If the absolute values of all the eigenvalues of $C$ are smaller than $1$, then $I-C$ is non-singular.

Question

I am reading "Matrix Calculus"(in Japanese) by Masahiko Saito.

There is the following proposition in this book:

Let $I$ be an identity matrix.
Let $C$ be a square matrix.
Let $A=\begin{pmatrix} I&B \\ O&C \end{pmatrix}$.
If the absolute values of all the eigenvalues of $C$ are smaller than $1$, then $I-C$ is non-singular and $$\lim_{p\to\infty} A^p = \begin{pmatrix}I&B(I-C)^{-1}\\O&O\end{pmatrix}.$$

Proof:
By assumption, $I-C$ is non-singular.
By the previous proposition, $$A^p=\begin{pmatrix} I&B(I-C)^{-1}(I-C^p) \\ O&C^p\end{pmatrix}.$$
By theorem 3.3.8, $$\lim_{p\to\infty} C^p = O.$$
Therefore, $$\lim_{p\to\infty} A^p = \begin{pmatrix}I&B(I-C)^{-1}\\O&O\end{pmatrix}.$$

We must show $I-C$ is non-singular, but by mistake, the author wrote it is non-singular by assumption.

I wanna know a proof of the following proposition:

If the absolute values of all the eigenvalues of $C$ are smaller than $1$, then $I-C$ is non-singular.

My attempt:
$(I-C)(I+C+\dots+C^{p-1}) = I - C^p$.
I know $\lim_{p\to\infty} C^p = O$.
So, $\lim_{p\to\infty} (I - C^p) = I$.

Answer 1

If $I-C$ is singular it has a zero eigenvalue.
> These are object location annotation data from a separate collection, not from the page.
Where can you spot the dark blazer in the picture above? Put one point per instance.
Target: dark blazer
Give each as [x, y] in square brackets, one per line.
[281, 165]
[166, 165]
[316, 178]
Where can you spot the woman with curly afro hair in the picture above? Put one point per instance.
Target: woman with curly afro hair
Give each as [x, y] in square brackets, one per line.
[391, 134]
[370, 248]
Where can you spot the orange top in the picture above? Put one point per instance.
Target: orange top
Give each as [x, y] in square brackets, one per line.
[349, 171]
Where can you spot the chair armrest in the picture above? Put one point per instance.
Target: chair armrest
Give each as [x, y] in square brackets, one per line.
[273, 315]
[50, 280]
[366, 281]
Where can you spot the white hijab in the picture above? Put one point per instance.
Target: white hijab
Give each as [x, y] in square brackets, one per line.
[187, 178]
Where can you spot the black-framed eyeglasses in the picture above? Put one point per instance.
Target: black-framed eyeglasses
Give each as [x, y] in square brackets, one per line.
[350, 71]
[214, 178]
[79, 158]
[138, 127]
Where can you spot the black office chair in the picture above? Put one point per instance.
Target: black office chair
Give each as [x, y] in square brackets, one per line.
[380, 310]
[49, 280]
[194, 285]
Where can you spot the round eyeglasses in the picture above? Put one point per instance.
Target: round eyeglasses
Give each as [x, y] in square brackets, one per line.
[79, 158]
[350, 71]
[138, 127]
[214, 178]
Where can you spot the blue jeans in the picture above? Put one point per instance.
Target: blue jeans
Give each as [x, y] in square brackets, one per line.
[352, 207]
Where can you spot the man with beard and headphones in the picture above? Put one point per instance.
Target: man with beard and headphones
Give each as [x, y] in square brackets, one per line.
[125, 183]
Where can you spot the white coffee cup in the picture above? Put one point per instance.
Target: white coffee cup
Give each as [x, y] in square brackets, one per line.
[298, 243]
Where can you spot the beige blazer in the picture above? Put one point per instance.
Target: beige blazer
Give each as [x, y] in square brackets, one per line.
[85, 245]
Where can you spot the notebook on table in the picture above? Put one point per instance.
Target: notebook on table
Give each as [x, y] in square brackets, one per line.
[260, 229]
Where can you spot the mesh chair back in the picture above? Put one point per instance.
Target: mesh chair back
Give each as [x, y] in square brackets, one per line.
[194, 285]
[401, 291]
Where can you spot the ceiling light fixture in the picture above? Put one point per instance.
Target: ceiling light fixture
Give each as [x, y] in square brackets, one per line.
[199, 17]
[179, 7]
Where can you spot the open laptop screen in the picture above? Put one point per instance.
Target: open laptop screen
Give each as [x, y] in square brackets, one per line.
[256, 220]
But the eigenvalues of $I-C$ are $1-\lambda$ as $\lambda$ runs through the eigenvalues of $C$. So $C$ has an eigenvalue $1$ - a contradiction.

Answer 2

First, I will use that $\lim_{n\to \infty} \mathbf{C}^n = \mathbf{O}$, proven in If modulus of each one of eigenvalues of $B$ is less than $1$, then $B^k\rightarrow 0$

Now, we consider the homogeneous system \begin{equation*} (\mathbf{I}-\mathbf{C})\mathbf{x}=\mathbf{0}, \end{equation*} where $\mathbf{0}$ is a column of $0$'s with the same length as the order of $\mathbf{C}$. Then, we can rewrite it as \begin{equation*} \mathbf{C}\mathbf{x}=\mathbf{x}. \end{equation*} However, this results in the equation \begin{equation*} \mathbf{C}^n\mathbf{x}=\mathbf{x}. \end{equation*} that holds for every $n\in \mathbb{N}\cup \{0\}$. Provided that $\mathbf{C}^n\to \mathbf{0}$ as $n\to \infty$, taking limits at both side, we get \begin{equation*} \lim_{n\to \infty}\mathbf{x}=\lim_{n\to \infty}\mathbf{C}^n\mathbf{x}=\mathbf{0}. \end{equation*} Hence, the unique solution to this system is the trivial solution, so the rank of the square matrix $(\mathbf{I}-\mathbf{A})$ is maximum (by Rouché-Frobenius' theorem) and we can define its inverse.